Let me start with simpler models (detailed answers below), and let me use a slightly different notation (NB: random effecs at different levels assumed to be uncorrelated).
Model 1 (Two levels, random intercept, fixed slope).

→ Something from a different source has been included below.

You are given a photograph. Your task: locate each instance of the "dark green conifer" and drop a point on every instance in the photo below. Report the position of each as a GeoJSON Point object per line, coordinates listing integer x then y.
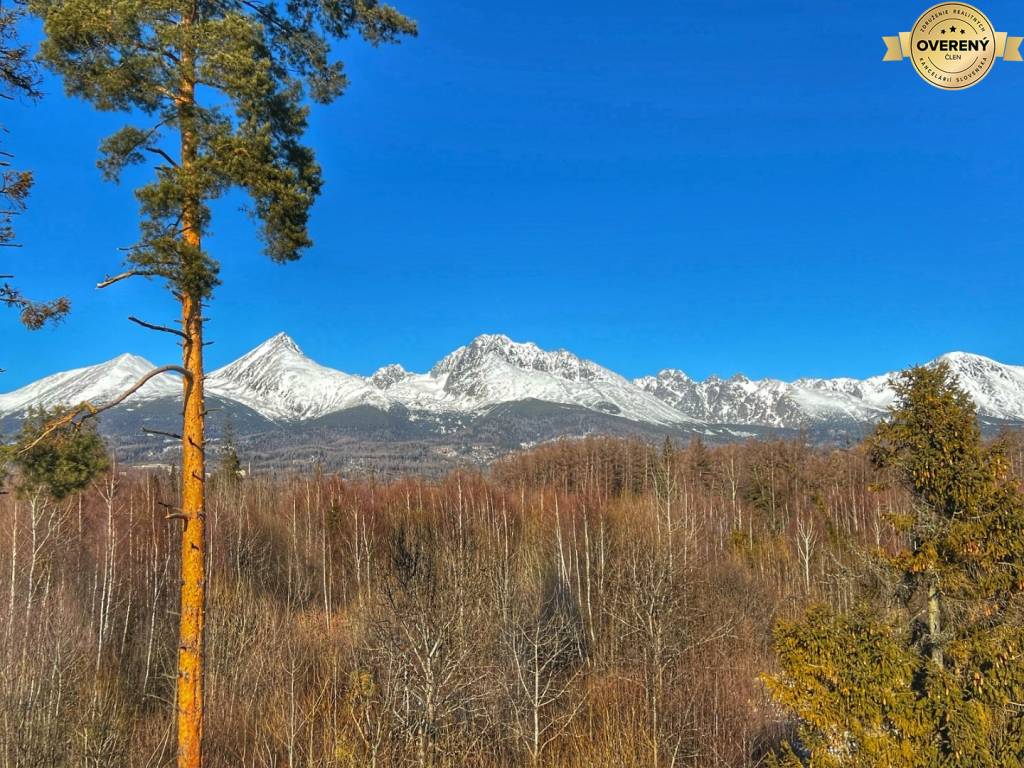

There are $N$
observations of $J$ students:
$$\begin{align}y_{ij}&=\pi_{0j}+\beta_1
X_{ij}+\varepsilon_{ij},\quad&\varepsilon_{ij}\sim\mathcal{N}(0,\sigma^2_\varepsilon)\\
\pi_{0j}&=\beta_0+b_{0j},\quad& b_{0j}\sim\mathcal{N}(0,\sigma^2_0)\end{align}$$.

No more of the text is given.